Solano at front of pack - County is in position for boom, study finds

Article Published: Tuesday, February 22, 2005

Solano at front of pack

County is in position for boom, study finds

By RACHEL RASKIN-ZRIHEN, Times-Herald staff writer

Solano County is better positioned to take off economically than most of the region, according to the second independent study in two weeks to make the claim.

The new study shows Solano County suffered less and recovered faster from the nation's recession earlier this decade than much of the rest of the area. The report, released by Sonoma State University's Center for Regional Economic Analysis, mirrors the findings of an Association of Bay Area Government economic forecast last week.

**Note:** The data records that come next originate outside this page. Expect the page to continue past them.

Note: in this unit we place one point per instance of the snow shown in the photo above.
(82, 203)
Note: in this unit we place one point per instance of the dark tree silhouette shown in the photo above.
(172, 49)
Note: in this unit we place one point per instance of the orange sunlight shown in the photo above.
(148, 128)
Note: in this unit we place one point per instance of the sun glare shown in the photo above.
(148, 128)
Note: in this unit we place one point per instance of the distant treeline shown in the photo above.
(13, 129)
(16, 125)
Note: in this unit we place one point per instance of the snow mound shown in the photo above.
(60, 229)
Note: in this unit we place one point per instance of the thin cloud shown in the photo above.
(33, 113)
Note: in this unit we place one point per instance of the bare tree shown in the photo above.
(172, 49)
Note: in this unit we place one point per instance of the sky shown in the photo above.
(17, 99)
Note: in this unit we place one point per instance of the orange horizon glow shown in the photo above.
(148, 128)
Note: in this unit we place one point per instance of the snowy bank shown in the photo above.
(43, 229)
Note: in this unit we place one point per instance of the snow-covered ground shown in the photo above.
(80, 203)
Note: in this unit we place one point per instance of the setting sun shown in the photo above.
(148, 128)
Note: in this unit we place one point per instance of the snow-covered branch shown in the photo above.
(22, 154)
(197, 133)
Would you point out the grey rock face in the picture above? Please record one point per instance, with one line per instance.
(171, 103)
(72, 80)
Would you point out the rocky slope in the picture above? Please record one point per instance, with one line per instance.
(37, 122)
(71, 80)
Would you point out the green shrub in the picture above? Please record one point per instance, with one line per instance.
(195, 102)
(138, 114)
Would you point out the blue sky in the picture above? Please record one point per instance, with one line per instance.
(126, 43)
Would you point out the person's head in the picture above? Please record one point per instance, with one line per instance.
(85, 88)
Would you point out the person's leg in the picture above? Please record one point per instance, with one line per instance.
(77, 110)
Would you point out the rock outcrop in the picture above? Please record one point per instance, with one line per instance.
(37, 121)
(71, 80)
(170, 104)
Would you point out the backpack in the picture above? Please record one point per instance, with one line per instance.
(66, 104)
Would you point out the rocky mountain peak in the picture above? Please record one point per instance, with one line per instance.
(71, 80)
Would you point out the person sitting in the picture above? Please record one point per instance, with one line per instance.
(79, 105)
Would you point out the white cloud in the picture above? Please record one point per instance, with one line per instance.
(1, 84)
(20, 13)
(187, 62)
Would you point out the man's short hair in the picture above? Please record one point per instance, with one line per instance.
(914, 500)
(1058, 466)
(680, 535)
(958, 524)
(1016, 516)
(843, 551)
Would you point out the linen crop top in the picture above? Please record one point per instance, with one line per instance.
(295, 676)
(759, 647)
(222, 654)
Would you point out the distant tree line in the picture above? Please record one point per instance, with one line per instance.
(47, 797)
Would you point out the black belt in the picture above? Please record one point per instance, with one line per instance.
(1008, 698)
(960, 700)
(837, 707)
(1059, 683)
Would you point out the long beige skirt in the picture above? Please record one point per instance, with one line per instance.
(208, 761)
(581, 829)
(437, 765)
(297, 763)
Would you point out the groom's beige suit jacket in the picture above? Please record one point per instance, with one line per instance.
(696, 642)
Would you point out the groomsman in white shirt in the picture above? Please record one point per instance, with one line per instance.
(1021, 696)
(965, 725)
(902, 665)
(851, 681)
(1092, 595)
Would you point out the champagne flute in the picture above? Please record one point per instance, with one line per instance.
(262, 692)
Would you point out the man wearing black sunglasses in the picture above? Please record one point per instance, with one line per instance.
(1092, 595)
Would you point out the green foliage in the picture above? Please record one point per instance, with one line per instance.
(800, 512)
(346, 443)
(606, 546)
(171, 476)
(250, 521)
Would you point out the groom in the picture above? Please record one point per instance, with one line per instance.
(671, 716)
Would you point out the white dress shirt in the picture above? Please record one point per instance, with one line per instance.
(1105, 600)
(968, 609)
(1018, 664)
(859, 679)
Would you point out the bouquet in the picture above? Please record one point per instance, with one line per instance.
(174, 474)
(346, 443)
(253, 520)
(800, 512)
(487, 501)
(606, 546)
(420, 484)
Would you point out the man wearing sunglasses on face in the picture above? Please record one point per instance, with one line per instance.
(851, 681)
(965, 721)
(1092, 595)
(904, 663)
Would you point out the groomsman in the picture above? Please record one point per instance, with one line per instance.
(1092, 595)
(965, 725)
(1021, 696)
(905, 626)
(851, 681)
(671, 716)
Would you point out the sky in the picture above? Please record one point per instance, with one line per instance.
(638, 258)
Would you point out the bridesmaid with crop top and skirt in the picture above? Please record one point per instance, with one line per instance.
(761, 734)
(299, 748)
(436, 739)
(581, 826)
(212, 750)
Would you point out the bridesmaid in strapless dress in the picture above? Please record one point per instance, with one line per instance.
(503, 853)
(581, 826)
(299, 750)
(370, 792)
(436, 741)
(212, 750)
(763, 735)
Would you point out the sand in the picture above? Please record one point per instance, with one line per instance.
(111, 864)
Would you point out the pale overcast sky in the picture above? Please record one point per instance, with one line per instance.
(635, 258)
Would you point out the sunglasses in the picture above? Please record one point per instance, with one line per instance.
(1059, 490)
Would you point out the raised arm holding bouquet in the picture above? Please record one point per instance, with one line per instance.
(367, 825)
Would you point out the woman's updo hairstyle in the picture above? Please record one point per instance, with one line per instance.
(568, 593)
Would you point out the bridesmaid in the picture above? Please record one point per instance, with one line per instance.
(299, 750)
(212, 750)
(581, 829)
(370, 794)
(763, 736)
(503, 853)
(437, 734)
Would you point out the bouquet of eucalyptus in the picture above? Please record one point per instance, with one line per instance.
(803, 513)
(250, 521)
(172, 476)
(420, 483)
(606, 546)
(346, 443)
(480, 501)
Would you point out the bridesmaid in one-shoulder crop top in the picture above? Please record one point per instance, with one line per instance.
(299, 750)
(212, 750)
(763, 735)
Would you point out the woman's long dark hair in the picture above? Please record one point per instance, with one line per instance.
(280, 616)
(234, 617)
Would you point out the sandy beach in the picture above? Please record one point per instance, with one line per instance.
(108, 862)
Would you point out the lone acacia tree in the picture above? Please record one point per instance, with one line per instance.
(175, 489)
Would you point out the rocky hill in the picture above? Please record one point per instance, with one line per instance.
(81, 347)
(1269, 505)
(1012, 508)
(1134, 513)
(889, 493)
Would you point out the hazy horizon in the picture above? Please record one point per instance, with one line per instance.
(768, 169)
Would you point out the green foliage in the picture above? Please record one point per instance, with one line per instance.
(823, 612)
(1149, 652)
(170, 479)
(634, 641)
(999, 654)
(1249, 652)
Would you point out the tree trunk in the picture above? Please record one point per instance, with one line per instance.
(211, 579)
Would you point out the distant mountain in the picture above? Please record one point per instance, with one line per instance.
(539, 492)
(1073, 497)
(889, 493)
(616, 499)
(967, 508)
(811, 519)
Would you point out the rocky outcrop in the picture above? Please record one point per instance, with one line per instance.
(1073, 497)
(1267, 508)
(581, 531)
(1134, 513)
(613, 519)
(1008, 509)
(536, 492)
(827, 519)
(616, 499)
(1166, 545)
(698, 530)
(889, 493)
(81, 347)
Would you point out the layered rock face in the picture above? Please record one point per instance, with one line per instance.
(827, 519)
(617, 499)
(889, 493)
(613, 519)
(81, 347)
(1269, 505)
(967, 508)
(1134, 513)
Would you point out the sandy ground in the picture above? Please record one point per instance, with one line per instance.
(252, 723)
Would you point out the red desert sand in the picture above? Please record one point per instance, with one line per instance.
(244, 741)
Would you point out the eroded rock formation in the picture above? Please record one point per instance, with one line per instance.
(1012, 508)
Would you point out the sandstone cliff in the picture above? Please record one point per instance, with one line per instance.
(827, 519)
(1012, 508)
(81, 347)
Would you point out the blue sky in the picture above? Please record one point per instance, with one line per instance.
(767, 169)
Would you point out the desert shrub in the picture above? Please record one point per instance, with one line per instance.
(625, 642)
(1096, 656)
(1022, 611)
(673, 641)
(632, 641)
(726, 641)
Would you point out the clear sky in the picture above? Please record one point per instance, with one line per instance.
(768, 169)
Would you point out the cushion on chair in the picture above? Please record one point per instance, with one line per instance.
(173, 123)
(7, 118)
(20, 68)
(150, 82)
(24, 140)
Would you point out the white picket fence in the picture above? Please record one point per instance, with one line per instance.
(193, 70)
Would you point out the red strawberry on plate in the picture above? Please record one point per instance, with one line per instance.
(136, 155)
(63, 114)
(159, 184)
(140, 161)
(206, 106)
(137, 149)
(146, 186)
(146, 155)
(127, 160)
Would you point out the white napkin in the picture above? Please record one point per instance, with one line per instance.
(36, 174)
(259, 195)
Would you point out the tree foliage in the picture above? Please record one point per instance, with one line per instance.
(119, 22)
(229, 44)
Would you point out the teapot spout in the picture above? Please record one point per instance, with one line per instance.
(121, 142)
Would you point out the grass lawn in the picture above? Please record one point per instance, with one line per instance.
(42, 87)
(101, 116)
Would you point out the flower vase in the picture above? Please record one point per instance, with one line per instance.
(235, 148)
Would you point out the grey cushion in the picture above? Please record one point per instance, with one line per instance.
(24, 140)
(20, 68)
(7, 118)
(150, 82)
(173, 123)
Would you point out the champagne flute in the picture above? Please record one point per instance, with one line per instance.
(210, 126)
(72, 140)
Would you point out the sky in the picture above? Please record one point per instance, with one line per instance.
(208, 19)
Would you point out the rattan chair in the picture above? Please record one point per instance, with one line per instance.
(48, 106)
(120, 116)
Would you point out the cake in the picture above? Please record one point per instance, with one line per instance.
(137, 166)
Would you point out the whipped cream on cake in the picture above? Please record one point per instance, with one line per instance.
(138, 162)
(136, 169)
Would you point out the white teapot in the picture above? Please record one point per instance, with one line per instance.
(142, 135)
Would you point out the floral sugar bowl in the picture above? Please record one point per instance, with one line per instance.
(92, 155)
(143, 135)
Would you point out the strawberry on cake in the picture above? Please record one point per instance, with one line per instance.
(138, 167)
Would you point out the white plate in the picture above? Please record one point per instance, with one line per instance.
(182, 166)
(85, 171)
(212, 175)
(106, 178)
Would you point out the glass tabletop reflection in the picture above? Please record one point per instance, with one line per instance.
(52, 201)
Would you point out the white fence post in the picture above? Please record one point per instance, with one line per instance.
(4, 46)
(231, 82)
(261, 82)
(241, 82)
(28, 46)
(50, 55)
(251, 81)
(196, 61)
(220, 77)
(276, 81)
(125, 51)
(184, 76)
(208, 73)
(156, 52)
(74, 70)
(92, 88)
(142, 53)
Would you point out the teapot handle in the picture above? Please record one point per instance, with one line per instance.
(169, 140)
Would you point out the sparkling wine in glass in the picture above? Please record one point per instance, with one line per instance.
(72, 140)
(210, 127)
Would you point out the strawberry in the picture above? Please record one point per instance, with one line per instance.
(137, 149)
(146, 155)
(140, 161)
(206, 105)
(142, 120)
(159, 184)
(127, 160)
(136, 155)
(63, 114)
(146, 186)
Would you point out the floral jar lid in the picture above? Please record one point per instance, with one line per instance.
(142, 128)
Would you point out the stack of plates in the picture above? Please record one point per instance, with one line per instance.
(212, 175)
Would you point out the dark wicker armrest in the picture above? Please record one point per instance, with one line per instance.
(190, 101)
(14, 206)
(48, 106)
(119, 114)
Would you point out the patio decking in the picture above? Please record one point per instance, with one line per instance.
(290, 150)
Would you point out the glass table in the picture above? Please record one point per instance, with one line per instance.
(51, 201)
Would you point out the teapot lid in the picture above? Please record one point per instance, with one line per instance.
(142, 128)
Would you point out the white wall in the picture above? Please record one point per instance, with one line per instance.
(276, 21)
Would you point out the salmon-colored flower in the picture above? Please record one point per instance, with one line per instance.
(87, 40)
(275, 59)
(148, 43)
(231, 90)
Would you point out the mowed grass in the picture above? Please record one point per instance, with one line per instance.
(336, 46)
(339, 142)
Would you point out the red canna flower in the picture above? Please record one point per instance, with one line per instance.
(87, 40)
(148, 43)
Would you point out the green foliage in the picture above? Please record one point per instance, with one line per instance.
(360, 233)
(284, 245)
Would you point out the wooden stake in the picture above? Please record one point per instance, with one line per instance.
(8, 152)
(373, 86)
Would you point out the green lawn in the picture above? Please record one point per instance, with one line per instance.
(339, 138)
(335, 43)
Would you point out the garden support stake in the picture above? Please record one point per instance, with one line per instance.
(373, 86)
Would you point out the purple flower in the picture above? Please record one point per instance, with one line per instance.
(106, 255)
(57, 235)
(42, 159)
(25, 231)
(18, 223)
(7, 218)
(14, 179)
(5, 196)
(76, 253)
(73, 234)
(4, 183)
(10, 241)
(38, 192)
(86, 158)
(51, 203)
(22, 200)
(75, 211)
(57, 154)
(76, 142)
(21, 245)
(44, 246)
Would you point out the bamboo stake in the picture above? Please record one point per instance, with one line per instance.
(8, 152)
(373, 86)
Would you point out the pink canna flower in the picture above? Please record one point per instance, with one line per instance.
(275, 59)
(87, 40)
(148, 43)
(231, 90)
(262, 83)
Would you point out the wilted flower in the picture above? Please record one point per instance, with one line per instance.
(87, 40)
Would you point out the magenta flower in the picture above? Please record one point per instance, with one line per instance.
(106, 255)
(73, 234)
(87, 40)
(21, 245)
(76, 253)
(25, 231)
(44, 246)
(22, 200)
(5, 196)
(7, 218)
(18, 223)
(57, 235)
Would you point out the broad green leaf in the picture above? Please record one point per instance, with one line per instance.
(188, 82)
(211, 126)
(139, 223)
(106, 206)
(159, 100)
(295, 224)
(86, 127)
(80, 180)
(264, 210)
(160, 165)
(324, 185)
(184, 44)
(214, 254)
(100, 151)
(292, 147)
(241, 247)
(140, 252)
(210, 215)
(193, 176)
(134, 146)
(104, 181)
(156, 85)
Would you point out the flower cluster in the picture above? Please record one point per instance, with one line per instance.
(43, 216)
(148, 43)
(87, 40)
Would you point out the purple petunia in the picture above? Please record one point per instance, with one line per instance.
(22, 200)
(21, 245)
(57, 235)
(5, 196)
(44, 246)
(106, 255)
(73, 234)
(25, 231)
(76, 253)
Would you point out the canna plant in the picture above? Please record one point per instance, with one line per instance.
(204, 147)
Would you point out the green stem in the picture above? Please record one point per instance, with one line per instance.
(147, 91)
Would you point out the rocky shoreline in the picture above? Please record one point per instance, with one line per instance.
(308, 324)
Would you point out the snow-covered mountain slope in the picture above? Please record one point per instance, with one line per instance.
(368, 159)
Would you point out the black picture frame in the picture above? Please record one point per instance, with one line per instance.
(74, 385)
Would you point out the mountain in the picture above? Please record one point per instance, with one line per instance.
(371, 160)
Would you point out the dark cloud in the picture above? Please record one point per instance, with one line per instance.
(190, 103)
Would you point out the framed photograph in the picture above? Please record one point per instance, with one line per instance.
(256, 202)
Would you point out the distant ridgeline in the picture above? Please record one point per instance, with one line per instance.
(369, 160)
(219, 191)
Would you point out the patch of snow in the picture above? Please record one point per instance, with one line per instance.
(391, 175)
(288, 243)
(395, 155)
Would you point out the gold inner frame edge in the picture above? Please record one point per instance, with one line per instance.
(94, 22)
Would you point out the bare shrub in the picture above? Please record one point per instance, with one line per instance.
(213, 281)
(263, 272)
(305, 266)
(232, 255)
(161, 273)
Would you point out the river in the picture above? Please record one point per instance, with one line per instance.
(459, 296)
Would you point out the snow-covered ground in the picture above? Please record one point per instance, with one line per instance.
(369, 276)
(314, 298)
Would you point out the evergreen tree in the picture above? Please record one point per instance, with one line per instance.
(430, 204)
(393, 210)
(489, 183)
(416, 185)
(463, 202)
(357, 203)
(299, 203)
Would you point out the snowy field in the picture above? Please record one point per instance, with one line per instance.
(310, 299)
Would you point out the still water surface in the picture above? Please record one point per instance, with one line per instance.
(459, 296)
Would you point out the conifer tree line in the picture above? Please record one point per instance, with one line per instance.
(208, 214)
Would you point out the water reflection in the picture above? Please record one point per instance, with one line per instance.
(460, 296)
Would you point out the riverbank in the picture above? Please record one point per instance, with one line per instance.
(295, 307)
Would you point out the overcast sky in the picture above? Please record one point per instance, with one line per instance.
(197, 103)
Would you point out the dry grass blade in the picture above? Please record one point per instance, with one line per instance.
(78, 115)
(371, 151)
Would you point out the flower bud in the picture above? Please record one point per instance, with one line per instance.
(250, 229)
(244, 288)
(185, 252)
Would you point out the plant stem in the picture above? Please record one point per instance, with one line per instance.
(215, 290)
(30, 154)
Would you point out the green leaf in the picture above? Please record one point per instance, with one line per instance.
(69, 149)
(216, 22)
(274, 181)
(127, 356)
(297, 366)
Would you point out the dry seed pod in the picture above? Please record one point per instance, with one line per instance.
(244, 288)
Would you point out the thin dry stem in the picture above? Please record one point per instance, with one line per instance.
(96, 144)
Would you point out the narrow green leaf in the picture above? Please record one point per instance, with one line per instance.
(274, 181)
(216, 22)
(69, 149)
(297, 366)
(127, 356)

Solano County is on an upward economic trend, the new study shows.

A variety of current and predicted economic trends "show Solano County on the upswing, that the economy is moving toward a boom," center director Robert Eyler said.

Like ABAG's analysts, Eyler said Solano County's diverse economic base and its less expensive real estate likely explain how it escaped the worst of 2001's economic downturn. The recession hit hardest areas like Silicon Valley that rely heavily on high-tech industries.

But even Solano County's economy has slowed in the past five months, Eyler said.

"Employment grew faster in the beginning of 2004 than at the end of it. It's still positive, but slowing," Eyler said. "Solano County is still moving a little faster than other counties, and the forecast for Solano County is probably the best of all the counties I study."

Eyler has studied Solano, Marin, Napa, Mendocino and Lake counties' economies for the past three years, though this is the first time he's published the results, he said.

Eyler analyzes economic indicators including notices of default and bankruptcies, residential building permits, help-wanted ads, initial unemployment insurance claims, an agricultural price index and the U.S. Leading Economic Indicator. He also compiles local data on non-farm employment levels, county taxable sales and county personal income levels.

Solano County can become the standout North Bay county, if it plays its cards right, Eyler said.

"I think people don't recognize the potential of Solano County, which is starting to show its face. Solano and Sonoma counties have the most balanced economic bases in the area, though the others are catching up. It's a survival issue," Eyler said. "You have to look at these counties like countries. They don't want to export their incomes into other counties.

"Marin, for instance, gets a lot of its employees from Solano because of its cost of living, which means it's exporting a lot of its income dollars to Solano County, which benefits retail-wise, and they pay property taxes in Solano."

County economies not only compete, they also depend on each other in what Eyler calls "an interesting symbiotic relationship."

"Solano County is growing steadily and didn't experience a huge downturn during the recession," Eyler said. "Compared to other counties I study, it's seen continued growth, while others were hit a little harder in 2001 and 2002.

"In general, Solano County is one of the more dynamic local economies, for sure," he said. "People mistake Solano County for places like Lake and Mendocino counties - places you drive through to someplace else - but it's bordered by many other dynamic local economies and is poised to be a hub if it grows the right way. The seeds are there."

Eyler said if Solano County can attract a major player in some high-tech industry like communications or bio-technology, it can "develop around it."

"The challenge," Eyler said, "is to develop an economic profile of what the county is and what it wants to be, develop a plan, and act on that."